Automatic Host Contextualization
Automatic Host Contextualization has been disabled by default for almost all log sources as of Knowledge Base 7.1.507 and Knowledge Base 6.1.507. If you have Knowledge Base synced to one of those versions, you can re-enable automatic host contextualization on a log source by creating a custom policy copy and re-enabling this feature on the rules that require it.
There are several fields that store information about hosts that are referenced within a log message:
- Host (Impacted). The host or device impacted by log activity.
- Host (Origin). The host or device from which log activity originated.
- Interface (Impacted). The impacted interface number of a device or the physical port number of a switch.
- Interface (Origin). The origin interface number of a device or the physical port number of a switch.
- MAC Address (Impacted). The MAC address of the impacted host or device.
- MAC Address (Origin). The MAC address of the origin host or device.
- NAT IP Address (Impacted). The IP address from which the impacted IP was translated via NAT device logs.
- NAT IP Address (Origin). The IP address from which the origin IP was translated via NAT device logs.
The stored value for these fields is often derived from values parsed from IP address and host name tags. For example, the value parsed for the Source IP tag is stored in Origin Host, and the value parsed for the Destination IP tag is stored in Impacted Host.
However, system logs do not consistently store the origin/source or impacted/destination values in the same respective parsing field as is often the case for network devices reporting on network flow data. These devices do not contextualize client vs. server traffic and report the server as Source IP (SIP) in one log and server as Destination IP (DIP) in another, even when it is part of the same network flow.
Based on the port values, LogRhythm can infer the relationship of the two hosts if a log contains parsed values for the following fields:
- Source Port (SPort)
- Destination Port (DPort)
Port values can reliably determine which system is running a server process (impacted host/DIP/DName) vs. the system connecting to that server process (origin host/SIP/SName). This is performed by referring to IANA port allocation rules combined with internal known port lookup tables.

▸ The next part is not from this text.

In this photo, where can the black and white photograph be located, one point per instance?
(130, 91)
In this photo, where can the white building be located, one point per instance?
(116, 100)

Automatic Host Contextualization Algorithm
The process LogRhythm uses to evaluate port numbers to determine whether it is an origin host or impacted host is to check to see if values parsed for SPort and DPort are a mapping port:
- If both SPort and DPort are mapping ports, infer via IANA logic.
- If one value is a mapping port, host associated with mapped port = impacted host.
IANA Inference Logic
- If value parsed for DPort <= 1023 AND value parsed for SPort > 1023Impacted host or port = parsed DPort host or port values
- If value parsed for SPort <= 1023 AND value parsed for DPort > 1023Impacted host or port = parsed SPort host or port values
- If value parsed for DPort (>= 1024 AND <= 49151) AND value parsed for SPort > 49151Impacted host or port = parsed DPort host or port values
- If value parsed for SPort (>= 1024 AND <= 49151) AND value parsed for DPort > 49151Impacted host or port = parsed SPort host or port values
- Else, Impacted host or port = parsed DPort host or port values
Automatic Host Contextualization Processing
Automatic Host Contextualization is performed only if all the following are true:
- The log has parsed values for Origin Host, Impacted Host, Origin Port, and Impacted Port.
- The host context is set Tags Normal or Tags Reversed.
- The service context is set to Tags Normal or Tags Reversed.
One of the key reasons to contextualize a host or service automatically is to improve the aggregation of log data for unique IP and port combinations. Currently, network data can be aggregated on the following fields:
- Origin Host
- Impacted Host
- Origin Port (disabled by default LogMartMode)
- Impacted Port
If the Impacted Port is the origin port and, as a result, is random in nature, aggregation is much less effective and LogMart utilization is reduced.
As a solution, whenever Automatic Host Contextualization is performed, LogMart is updated according to the following rules:
- Origin Port is set to Null regardless LogMartMode setting.
- The parsed value for Impacted Port is saved if any of the following conditions are true:
- Impacted port is determined via Port Mapping.
- Impacted port is determined via IANA algorithm.
- If none of the above are true:
- Impacted Port is set to NULL.
- ServiceId is set to one of the following three values:
- Unknown UDP
- Unknown TCP
- This value is also set for the associated log and event.
Considerations for Bytes In/Out and Items In/Out
Because bytes in/out and items in/out always pertain to the value stored for impacted host, the values parsed must be set accordingly. Therefore, if host context is determined to be reversed (what was parsed for SIP/SName is stored as DIP/DName), the values parsed for bytes in/out and items in/out are also reversed.